New camera technology cuts cancer operation risks


Ground-breaking visual technology that reduces the risk of operations and allows more accurate surgery is being used for the first time at a Gold Coast private hospital.

Pindara Private Hospital is the first in the region to invest in cutting-edge imaging equipment which helps cut patients' theatre time and the chance of complications.

The Stryker AIM 1588 Platform aids minimally-invasive keyhole procedures across specialities including gynaecologic oncology, ear, nose and throat (ENT) and colorectal surgery.

“This technology has been proven to be highly accurate in identifying potential sites for cancer dissemination,” said Adjunct Professor Marcelo Nascimento, the first surgeon at Pindara to use it.

“It definitely has a major impact in decreasing intraoperative, immediate post-operative and also long-term risks to patients.”

The platform's near-infrared technology illuminates dye injected into the blood stream, using a military-grade camera to enhance image quality for the surgeon.
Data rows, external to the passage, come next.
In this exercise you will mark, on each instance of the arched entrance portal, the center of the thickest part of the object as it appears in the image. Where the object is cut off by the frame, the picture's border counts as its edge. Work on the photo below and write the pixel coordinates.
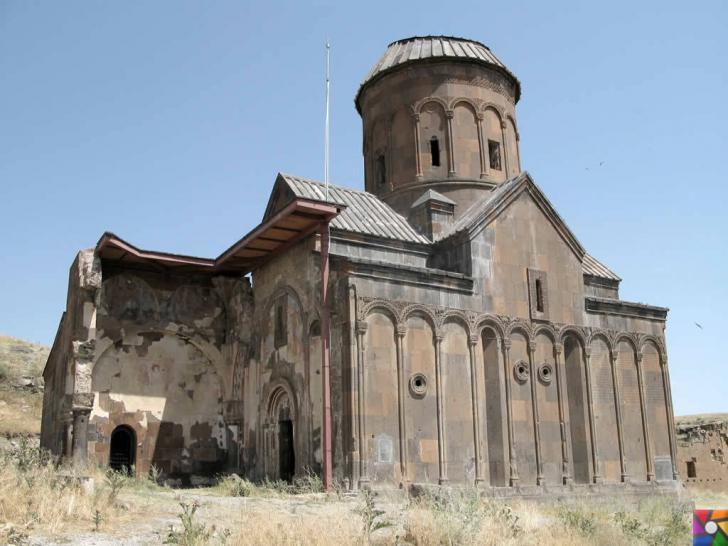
(122, 453)
(281, 416)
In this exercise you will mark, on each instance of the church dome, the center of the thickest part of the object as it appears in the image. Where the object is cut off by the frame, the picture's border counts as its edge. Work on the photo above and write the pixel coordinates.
(438, 113)
(417, 49)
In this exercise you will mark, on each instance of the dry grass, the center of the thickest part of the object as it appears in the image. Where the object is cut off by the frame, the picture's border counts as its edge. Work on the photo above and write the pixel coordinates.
(331, 525)
(36, 496)
(20, 411)
(19, 357)
(39, 500)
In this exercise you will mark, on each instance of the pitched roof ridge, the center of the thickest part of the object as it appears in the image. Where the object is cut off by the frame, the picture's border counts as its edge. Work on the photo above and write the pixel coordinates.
(323, 184)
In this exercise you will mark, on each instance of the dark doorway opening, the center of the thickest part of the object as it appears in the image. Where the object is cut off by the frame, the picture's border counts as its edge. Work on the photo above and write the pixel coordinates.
(286, 456)
(122, 454)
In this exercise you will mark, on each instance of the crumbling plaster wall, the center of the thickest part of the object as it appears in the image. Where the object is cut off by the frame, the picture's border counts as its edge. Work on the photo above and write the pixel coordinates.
(285, 373)
(166, 352)
(155, 350)
(703, 454)
(67, 371)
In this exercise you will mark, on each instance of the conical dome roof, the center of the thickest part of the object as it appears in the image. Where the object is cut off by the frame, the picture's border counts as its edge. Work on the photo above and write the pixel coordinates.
(427, 48)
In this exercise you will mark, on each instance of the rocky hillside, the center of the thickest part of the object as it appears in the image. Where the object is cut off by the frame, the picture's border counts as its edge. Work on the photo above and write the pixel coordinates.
(21, 385)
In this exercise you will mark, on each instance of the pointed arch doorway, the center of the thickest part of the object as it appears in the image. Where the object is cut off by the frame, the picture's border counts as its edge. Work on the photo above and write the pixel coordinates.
(122, 449)
(281, 417)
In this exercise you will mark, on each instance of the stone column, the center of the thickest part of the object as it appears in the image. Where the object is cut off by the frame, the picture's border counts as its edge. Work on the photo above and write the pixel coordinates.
(482, 144)
(80, 434)
(560, 390)
(512, 463)
(399, 334)
(534, 408)
(361, 328)
(441, 451)
(452, 171)
(418, 159)
(667, 389)
(590, 405)
(645, 424)
(354, 452)
(613, 360)
(475, 394)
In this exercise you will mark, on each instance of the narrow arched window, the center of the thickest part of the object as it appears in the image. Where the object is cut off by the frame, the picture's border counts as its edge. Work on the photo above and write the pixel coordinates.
(539, 296)
(435, 151)
(381, 171)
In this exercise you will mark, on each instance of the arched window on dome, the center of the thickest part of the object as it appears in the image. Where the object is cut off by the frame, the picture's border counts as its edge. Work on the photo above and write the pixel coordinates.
(381, 170)
(435, 151)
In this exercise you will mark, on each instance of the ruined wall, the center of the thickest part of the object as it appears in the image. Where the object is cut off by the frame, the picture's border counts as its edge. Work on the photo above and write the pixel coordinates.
(283, 381)
(164, 366)
(67, 372)
(55, 421)
(702, 449)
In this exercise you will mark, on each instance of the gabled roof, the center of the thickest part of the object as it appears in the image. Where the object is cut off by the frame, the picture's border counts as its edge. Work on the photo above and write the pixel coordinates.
(482, 213)
(364, 212)
(432, 195)
(595, 268)
(428, 48)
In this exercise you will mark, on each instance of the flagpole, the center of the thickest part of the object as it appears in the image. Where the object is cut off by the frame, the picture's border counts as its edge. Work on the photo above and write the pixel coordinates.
(326, 129)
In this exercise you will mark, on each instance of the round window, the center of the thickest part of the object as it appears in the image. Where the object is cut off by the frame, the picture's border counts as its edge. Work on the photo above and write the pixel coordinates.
(418, 385)
(520, 370)
(545, 373)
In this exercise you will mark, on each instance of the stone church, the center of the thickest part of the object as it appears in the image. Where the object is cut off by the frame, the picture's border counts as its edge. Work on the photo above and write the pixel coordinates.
(443, 326)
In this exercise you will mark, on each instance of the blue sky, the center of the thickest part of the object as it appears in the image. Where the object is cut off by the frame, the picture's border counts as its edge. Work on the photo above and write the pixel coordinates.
(167, 121)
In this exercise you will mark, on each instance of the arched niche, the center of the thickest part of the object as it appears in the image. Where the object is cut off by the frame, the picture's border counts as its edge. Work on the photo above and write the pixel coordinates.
(381, 398)
(605, 413)
(315, 390)
(632, 432)
(548, 409)
(578, 411)
(493, 146)
(421, 400)
(457, 403)
(522, 408)
(495, 409)
(514, 161)
(466, 145)
(402, 157)
(433, 133)
(282, 435)
(657, 411)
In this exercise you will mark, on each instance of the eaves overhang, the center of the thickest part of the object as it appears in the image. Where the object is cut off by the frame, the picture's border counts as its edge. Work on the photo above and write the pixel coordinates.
(296, 221)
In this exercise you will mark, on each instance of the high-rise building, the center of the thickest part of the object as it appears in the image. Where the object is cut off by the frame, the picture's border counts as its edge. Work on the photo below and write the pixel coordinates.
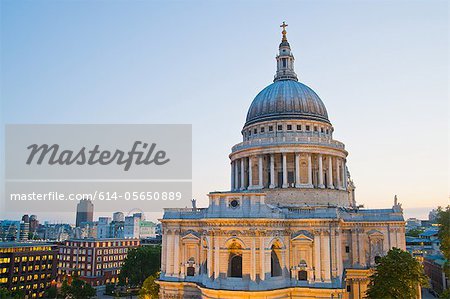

A/Prof Nascimento was able to identify the sentinel lymph nodes – from where cancer starts to spread – in an endometrial procedure on a patient, avoiding the need to remove all regional lymph glands. This reduced the risk of the patient developing lymphoedema, a post-operative swelling that is difficult to treat.

“The imaging-guided sentinel node biopsy technology will decrease unnecessary morbidity to patients with no compromise of oncologic outcomes. It is reliable and has very low levels of false results,” A/Prof Nascimento said.

Pindara CEO Trish Hogan said investing in such innovations helps the hospital achieve its primary goals of providing patient safety and positive outcomes.

In March 2017, Pindara became the first Australian hospital to implement the Artemis transperineal system, which uses robotic and MRI technology to increase ease, safety and accuracy of prostate biopsies.